Senator FIERRAVANTI-WELLS: Is another problem the lack of specialists. Yes, we have our GPs, but at the end-of-life spectrum there does not seem to be too many specialists. Finding a geriatrician is like finding hens' teeth. I speak from practical experience at the moment. With an 83-year-old father and 82-year-old mother I am going through this process myself. It seems that we really do lack at that end of the spectrum people who are adequately qualified. Do we need to give serious consideration to deliberate ways to train more people in that specialty?

Dr Luxford : To build the workforce, definitely. We definitely need to make it attractive both for nurses, doctors and all allied health professionals to move into palliative care. They need to see that as an attractive career choice, definitely.

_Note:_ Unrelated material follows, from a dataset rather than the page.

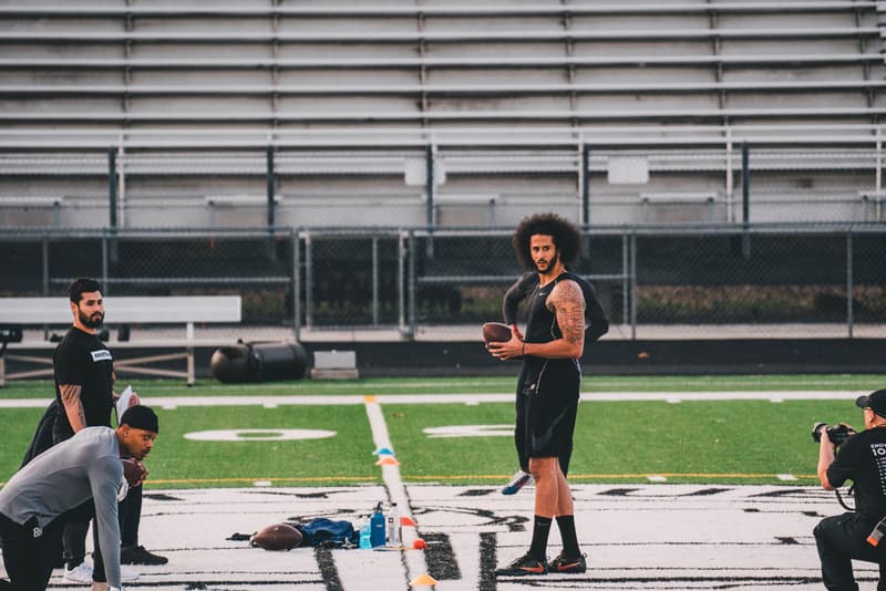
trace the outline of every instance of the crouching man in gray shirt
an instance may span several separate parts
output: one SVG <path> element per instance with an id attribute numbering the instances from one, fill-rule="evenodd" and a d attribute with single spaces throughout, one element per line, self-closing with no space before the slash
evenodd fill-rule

But the thing is: if you are never exposed to palliative care in your undergraduate training, how are you going to know that this is an attractive career choice that you might want to move into?

Senator FIERRAVANTI-WELLS: Have you had this discussion with the colleges?

Dr Luxford : Obviously the College of Physicians includes palliative medicine as part of that college, although even within the College of Physicians palliative care is not taught across all the curriculum—they are separate curricula for each specialty. But there is certainly a program at the moment that is sponsored by the government called PCC4U—Palliative Care Curriculum for Undergraduates—and it has some reach into the various undergraduate curriculums of health professionals, but not nearly enough. It needs a lot more.

Senator MOORE: It is only a couple of schools, isn't it? In one of the submissions it actually says how many schools it is at and it is quite low.

Dr Luxford : It is quite low. It is taken up more by the nursing faculties. It needs to be much more broadly taken up.

Senator FIERRAVANTI-WELLS: Sorry, Senator Siewert, I just thought that was worth exploring.

CHAIR: Do you have a question, Senator Moore.

Senator MOORE: No, it is just the whole issue of training as it came up. One of the things that I think is something that needs to be looked at is the advance care directives. You have dedicated a significant chunk of your submission to it—and a number of the others have as well. We have had that discussion with the department. There seems to be some of those agreements nationally that it is a good idea, but how you actually do it. The evidence from one of the gentlemen from the Alzheimer's group was devastating: there was an inability to have the carers of his partner take any notice of what her clear wishes were. It puts it into perspective. You have recommended that there be a national system. I know Senator Siewert has asked that question a number of times.

CHAIR: Yes. I think you were here when the department gave the answer to my question. What is your opinion on how that is being rolled out nationally?

Dr Luxford : Can I first of all say—I am really embarrassed—but on page 12, we have had spelling gremlins in PCA this week. It says 'advanced' instead of 'advance'. I am very embarrassed by that.

Senator MOORE: We all read 'advance'; do not worry.

CHAIR: Yes, exactly. That is what your brain does.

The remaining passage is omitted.